Lambton Mall is a shopping mall located in Sarnia, Ontario, Canada, owned by Chicago real estate company Cushman and Wakefield. It opened in 1971 and, through several expansions, has grown to encompass over 580,000 square feet of retail space.

==History==

Upon the store's opening, the main anchor locations were a Canadian Tire, a Dominion Supermarket, which was soon after replaced by an Ashbrook's, and Woolco. The mall notably lacked a department store. The mall was at risk of closing in the early 1990s due to competition from Birchwood Mall in Port Huron, though a combination of the Canadian government's decision to allow shopping on Sundays and the weakening of the Canadian dollar, which led to more Americans crossing the border, saved the mall from closure. During the 1990s, Lambton Mall underwent several expansions, including an acquisition of Woolco by Walmart, the opening of a Toys R Us in the east wing, and an expansion of the Canadian Tire into nearby stores.

The mall was owned by Orlando Corp between 2002 and 2005, when it was transferred to Lambton Mall Limited Partnership, a subsidiary of Primaris Retail. In 2006, Walmart closed down their mall location and built a new store in a strip mall just northeast. While the lease on the location does not end until 2021, it has been occupied by Canadian Tire, and a Galaxy Cinemas location was built in place of the old Canadian Tire Building in 2013. In 2013, the mall was purchased by KS Lambton Mall Inc., a subsidiary of Cushman and Wakefield. In March 2019, it was announced that the old Sears location had been approved for renovation, paving the way for new tenants to move in by April 2020. A Chuck's Roadhouse location replaced the Montana's Bar and Grill in June 2019, and in July of the same year it was announced that six stores, including a Northern Reflections and a Pet Valu, as well as two store locations occupied by the Ontario Provincial Police, would be vacated for a new clothing store which would occupy over 16,000 square feet.

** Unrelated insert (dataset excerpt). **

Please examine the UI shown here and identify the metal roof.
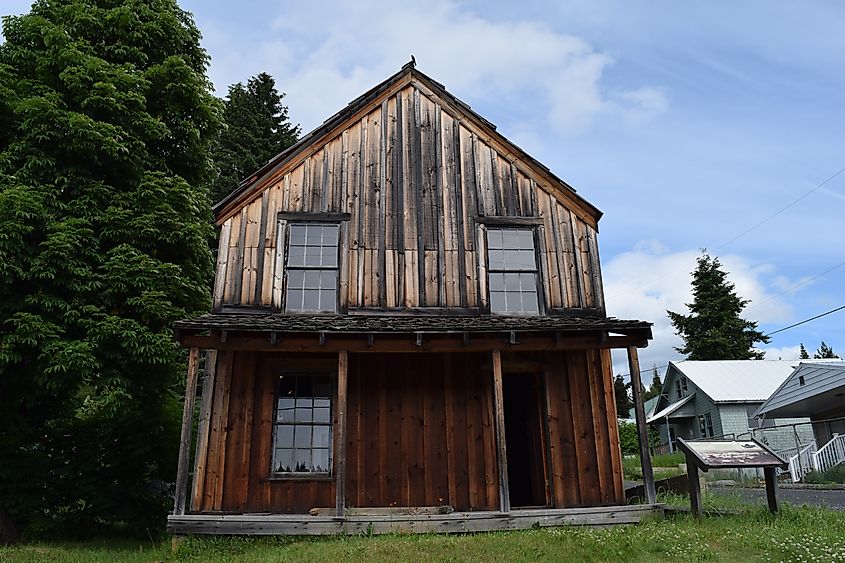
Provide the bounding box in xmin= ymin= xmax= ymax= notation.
xmin=669 ymin=360 xmax=828 ymax=403
xmin=646 ymin=393 xmax=695 ymax=422
xmin=755 ymin=360 xmax=845 ymax=418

=== December 14, 2000 roof collapse ===
In the early morning of December 14, 2000, at around 8:30 AM, part of the mall's roof collapsed under the weight of snow, which had been collecting for several days due to neglect to clear the roof of the building, near the Hallmark store. The collapse killed 47-year-old Susan Foster, a worker who had been preparing for opening, and injured one other worker. Coverage for the first few days was minimal, mainly on American news sites such as CNN and AP News. Canadian Broadcasting Corporation released an article on the 17th.

==Tenants==
Major tenants of the mall include SportChek, Galaxy Cinemas, Canadian Tire, Dollarama, Toys R Us, Mark's, Hallmark, and New York Fries. The Beer Store, Chuck's Roadhouse, and Royal Bank of Canada also occupy major buildings on the lot which are disconnected from the mall. In 2020, A Marshalls/HomeSense store took over the former Sears Canada space.